These pessimistic numbers are countered by others that are more positive. Recent data on the disease confirm a notable reduction in mortality as well as in frequency of hospital care due to asthma.5,6 It is considered that the causes of said reduction could be related with the possible improvement in the attention given by health-care professionals,5 the extensive diffusion and the impact of the guidelines for clinical practice in asthma,7,8 and particularly by the greater use of inhaled corticosteroids.9 In addition to the favorable effects of this group of drugs, we must also take into account the appearance of the new formulations of the last 15–20 years: long-acting β2-adrenérgic agonists combined in one single inhaler with corticosteroids,10 and also leukotriene receptor antagonists.

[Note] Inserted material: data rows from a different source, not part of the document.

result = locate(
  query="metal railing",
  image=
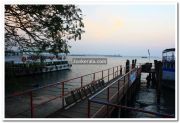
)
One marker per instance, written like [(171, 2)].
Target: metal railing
[(104, 99), (41, 101)]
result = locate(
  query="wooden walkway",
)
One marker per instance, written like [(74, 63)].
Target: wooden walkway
[(80, 109)]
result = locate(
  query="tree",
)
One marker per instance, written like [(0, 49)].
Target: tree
[(42, 27)]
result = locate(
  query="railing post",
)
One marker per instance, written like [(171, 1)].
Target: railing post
[(108, 102), (102, 74), (31, 104), (124, 84), (118, 89), (93, 76), (113, 72), (89, 108), (117, 70), (108, 75), (62, 94), (81, 81), (121, 70)]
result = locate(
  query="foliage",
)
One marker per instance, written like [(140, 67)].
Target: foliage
[(42, 27)]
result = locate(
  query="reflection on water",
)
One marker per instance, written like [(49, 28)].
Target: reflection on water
[(29, 82)]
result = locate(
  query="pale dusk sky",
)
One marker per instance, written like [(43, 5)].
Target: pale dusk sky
[(126, 29)]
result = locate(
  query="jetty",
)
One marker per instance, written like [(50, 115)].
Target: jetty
[(95, 95)]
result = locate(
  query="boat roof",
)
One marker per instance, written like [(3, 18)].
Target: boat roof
[(168, 50)]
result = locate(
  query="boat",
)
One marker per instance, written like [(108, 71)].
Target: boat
[(168, 68), (28, 63)]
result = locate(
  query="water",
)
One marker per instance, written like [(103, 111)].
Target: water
[(16, 84)]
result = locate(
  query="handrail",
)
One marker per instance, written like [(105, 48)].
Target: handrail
[(54, 84)]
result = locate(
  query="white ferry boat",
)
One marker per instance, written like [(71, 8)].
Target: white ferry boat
[(26, 63)]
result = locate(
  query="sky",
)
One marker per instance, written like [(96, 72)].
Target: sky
[(126, 29)]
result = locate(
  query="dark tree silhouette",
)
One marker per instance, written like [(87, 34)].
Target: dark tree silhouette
[(42, 27)]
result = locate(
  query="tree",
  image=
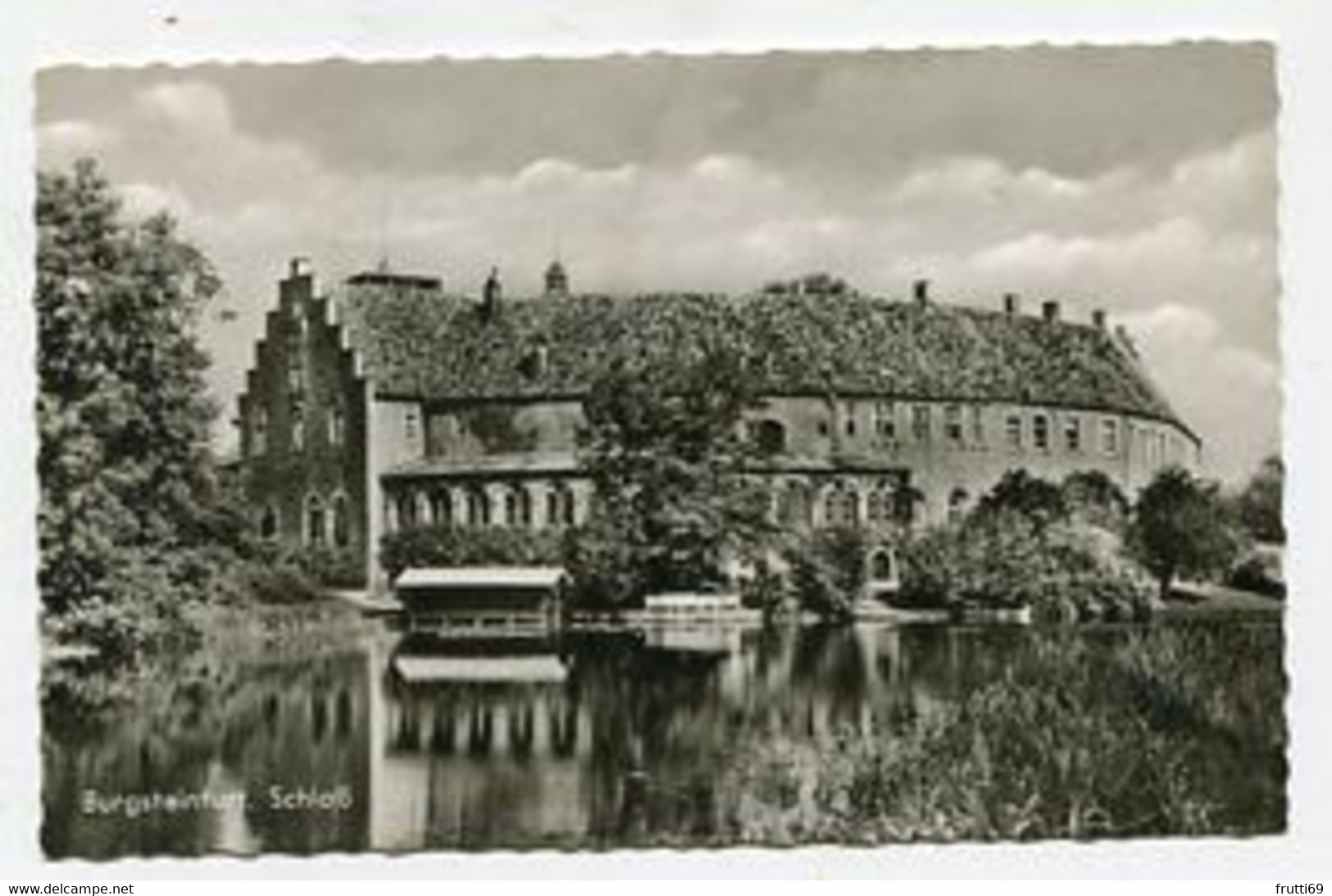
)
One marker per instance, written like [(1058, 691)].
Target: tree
[(1093, 498), (1259, 505), (1180, 527), (1039, 503), (666, 457), (121, 411)]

Nevertheless, there is limited information available on the recent natural history of asthma in standard clinical practice. Specifically, in our setting there are no longitudinal studies in significant patient samples analyzing the predictable changes in morbidity and quality of life over the last 20 years. Along the same lines, there are no studies that have evaluated the impact that the possible changes in morbidity and new treatments could have on the total costs of the disease.

In said context, the cohort of patients known as “asthma in Osona” represents the ideal framework for responding to the questions posed. This group of patients, who have been followed up without interruption by the same group of professionals for twenty years, have provided valuable information in the past about different clinical and economic aspects related with the disease.11,12 From this standpoint, the objective of the present study was to determine, in the mentioned patient cohort, the magnitude of the evolutionary changes in their disease in terms of morbidity and mortality, lung function, quality of life and costs during the ten-year period from 1994 to 2004.

Materials and Methods

A prospective, longitudinal, descriptive, realistic study designed in order to determine changes in morbidity and mortality, lung function, quality of life and the costs of a cohort of patients with asthma observed for 10 years (1994–2004). It was carried out in the district of Osona, a semi-rural area in the province of Barcelona (Spain), with some 150,000 inhabitants. The study protocol was approved by the Clinical Research Ethics Committee of the Hospital General de Vic, and all the patients granted their consent to participate.

The study entails a follow-up of a patient cohort with asthma whose methods have been previously published.11,12 Briefly, the patients included were over the age of 14 and diagnosed with asthma according to the ATS criteria.13 Their disease intensity was classified according to initial severity (1992 NIH Consensus).14 The patients were seen routinely at the primary-care level and once a year at the outpatient consultations of the pneumology department of the hospital, where the degree of control was determined and the treatment adjusted.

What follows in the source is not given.